The ticking stopwatch in Helen’s dream rattled with an alarm firmly based in reality. The hazy image of a classroom, chalkboard and longed for recess faded as she opened her eyes. Morning trickled through gauze curtains tugged to either side of paneled window before her desk, the fabric cinched with neat bows.
“You ready?” Her mother’s shout from down the stairs pierced the last cloud of sleep.
Helen snapped upright in her chair, the cover of her workbook pulling away from her cheek. Pencils rolled away and clattered onto the carpet. A lunge later, she slammed her hand on the bleating alarm clock by her unmade bed.
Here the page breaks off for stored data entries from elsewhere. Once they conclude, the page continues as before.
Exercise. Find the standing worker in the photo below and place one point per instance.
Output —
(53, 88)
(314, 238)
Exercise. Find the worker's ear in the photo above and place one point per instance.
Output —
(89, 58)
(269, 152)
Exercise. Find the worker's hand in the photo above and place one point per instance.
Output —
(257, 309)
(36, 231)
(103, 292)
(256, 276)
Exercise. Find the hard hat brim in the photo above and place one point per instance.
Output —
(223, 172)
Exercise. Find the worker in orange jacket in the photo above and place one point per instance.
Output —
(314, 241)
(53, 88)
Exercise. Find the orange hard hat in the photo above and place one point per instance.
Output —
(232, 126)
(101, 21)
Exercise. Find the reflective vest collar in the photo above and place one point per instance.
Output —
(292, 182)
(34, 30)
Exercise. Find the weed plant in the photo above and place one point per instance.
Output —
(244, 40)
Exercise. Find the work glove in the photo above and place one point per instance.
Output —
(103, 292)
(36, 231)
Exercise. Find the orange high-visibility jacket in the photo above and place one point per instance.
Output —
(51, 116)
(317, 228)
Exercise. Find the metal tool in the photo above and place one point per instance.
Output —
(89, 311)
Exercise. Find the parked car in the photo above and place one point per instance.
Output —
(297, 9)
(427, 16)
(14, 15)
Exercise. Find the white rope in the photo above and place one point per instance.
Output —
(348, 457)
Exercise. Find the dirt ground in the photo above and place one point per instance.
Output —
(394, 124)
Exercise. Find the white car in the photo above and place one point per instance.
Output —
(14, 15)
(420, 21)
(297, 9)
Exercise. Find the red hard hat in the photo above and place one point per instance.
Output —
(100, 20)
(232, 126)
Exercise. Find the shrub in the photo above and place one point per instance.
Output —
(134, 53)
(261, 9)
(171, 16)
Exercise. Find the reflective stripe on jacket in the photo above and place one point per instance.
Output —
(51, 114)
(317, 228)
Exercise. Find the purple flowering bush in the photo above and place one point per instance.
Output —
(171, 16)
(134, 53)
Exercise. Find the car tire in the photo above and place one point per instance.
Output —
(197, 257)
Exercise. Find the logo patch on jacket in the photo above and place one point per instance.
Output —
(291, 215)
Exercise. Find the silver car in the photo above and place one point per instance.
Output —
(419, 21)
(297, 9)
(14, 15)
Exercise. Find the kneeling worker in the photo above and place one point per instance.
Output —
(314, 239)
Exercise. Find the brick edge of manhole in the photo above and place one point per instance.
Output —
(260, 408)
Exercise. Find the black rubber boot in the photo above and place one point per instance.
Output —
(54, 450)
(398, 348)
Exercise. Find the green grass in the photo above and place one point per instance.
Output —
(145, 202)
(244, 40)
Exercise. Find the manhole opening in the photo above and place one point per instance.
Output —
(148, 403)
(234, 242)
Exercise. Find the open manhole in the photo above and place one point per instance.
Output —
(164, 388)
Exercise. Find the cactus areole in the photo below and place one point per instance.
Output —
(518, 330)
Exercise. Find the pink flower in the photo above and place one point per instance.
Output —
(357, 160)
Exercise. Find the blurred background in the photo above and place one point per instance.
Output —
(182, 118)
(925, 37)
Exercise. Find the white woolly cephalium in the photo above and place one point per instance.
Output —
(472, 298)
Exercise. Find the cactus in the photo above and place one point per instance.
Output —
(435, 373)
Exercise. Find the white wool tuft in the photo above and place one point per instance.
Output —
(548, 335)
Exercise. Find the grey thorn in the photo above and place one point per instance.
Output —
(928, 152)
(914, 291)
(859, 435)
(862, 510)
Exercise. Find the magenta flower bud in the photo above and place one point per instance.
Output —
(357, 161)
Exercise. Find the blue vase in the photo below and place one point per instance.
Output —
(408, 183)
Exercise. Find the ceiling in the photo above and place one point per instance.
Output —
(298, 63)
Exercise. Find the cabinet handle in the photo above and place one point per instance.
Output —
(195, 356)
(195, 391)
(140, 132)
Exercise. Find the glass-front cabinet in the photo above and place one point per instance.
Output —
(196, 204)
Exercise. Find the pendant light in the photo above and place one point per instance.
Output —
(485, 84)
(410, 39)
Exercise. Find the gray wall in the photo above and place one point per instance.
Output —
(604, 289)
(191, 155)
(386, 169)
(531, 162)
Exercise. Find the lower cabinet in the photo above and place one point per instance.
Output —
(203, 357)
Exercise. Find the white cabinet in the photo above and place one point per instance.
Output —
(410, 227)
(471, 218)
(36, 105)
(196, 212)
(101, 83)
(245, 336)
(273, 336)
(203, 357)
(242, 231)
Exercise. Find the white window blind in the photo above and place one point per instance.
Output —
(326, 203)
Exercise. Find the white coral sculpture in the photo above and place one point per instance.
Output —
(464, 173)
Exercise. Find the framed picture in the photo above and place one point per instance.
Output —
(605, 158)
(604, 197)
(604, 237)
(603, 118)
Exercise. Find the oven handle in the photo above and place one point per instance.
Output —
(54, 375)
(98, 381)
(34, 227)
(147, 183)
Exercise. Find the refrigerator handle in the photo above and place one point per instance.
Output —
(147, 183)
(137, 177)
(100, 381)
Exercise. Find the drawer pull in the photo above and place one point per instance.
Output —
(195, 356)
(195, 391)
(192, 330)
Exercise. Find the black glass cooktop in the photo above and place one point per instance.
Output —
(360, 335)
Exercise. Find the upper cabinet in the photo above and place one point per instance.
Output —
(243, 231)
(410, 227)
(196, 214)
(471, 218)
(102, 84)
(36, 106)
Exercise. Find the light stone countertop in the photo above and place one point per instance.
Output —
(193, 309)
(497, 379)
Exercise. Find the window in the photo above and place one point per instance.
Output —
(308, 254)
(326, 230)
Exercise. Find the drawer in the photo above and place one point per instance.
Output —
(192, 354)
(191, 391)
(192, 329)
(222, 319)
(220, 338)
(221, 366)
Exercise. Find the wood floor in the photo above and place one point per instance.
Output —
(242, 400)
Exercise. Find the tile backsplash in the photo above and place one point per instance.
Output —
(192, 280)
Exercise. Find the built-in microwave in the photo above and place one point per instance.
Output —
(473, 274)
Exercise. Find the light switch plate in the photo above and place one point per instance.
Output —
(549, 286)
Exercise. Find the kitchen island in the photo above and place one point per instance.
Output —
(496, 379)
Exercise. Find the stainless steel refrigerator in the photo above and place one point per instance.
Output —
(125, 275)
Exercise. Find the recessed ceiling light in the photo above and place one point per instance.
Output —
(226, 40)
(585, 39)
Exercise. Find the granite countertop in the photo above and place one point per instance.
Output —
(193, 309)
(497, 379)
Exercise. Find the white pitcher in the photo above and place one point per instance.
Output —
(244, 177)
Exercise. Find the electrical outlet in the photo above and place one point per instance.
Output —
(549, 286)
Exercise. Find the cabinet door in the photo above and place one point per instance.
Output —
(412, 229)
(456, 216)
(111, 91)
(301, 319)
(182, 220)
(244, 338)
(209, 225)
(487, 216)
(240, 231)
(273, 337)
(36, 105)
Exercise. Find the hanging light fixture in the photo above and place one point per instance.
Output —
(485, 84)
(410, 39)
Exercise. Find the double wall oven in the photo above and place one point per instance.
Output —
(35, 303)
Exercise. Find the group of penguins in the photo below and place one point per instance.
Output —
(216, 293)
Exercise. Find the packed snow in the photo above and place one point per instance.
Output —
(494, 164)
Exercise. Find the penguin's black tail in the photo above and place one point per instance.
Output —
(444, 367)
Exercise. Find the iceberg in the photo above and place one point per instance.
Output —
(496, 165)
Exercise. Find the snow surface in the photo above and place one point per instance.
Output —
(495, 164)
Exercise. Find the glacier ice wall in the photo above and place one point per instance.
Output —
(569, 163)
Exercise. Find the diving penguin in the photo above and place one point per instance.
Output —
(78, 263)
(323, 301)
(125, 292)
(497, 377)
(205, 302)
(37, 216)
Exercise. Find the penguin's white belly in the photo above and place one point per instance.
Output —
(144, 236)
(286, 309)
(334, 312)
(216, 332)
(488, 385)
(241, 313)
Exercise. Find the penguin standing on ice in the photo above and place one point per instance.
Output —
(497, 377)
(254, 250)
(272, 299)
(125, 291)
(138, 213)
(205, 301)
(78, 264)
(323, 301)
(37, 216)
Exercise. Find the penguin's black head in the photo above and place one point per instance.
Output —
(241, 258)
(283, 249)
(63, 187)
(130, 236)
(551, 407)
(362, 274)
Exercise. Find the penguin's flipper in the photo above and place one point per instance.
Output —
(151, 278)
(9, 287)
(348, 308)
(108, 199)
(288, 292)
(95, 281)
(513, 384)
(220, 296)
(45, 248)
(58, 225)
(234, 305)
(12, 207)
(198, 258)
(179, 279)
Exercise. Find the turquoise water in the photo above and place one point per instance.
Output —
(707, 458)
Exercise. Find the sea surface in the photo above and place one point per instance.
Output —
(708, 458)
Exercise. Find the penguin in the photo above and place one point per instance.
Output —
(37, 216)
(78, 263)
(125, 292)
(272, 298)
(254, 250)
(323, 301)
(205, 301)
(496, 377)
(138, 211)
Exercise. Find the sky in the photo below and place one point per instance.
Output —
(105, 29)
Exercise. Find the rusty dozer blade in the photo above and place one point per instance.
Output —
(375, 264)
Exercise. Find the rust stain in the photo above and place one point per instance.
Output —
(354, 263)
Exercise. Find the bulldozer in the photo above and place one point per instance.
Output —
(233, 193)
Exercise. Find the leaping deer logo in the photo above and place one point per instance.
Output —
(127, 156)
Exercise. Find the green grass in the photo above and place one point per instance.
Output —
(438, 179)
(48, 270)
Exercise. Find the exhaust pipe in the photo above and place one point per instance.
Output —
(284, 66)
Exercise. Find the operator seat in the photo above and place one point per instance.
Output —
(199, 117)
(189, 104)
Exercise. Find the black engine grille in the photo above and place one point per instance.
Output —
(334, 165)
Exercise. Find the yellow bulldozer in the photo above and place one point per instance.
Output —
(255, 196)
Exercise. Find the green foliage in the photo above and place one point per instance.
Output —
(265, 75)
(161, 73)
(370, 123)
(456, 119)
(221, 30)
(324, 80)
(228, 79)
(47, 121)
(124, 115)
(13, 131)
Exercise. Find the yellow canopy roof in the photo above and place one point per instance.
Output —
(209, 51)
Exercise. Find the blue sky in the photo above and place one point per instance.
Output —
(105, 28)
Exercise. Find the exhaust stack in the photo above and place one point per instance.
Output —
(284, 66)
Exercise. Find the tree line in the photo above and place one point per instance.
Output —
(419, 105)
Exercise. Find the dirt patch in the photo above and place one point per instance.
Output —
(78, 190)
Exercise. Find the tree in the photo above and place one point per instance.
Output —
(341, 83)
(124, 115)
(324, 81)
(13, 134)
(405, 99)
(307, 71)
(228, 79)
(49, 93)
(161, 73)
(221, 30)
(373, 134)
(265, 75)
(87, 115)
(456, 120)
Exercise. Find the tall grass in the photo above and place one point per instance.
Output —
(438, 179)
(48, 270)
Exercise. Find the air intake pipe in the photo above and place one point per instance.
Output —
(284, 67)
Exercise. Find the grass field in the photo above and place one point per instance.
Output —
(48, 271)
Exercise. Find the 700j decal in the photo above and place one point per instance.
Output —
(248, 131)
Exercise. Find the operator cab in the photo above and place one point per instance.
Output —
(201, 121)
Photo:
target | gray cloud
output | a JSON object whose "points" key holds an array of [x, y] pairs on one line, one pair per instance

In a pastel swirl, she swapped out enough of her sweater and jean ensemble to avoid looking like she wore the same thing as yesterday, shoveled the books into her button-strewn backpack and stormed out of her bedroom.
“You’re going to be late,” chided Sammy.
Helen tossed his arrogant smirk a glare as he lingered beneath the Keep Out sign on his door. “Shut it.”
“Mom…” he howled, feigning hurt.
Helen rolled her eyes and took the stairs like a dribbled basketball. She bounced off the final step as her mom came out of the kitchen.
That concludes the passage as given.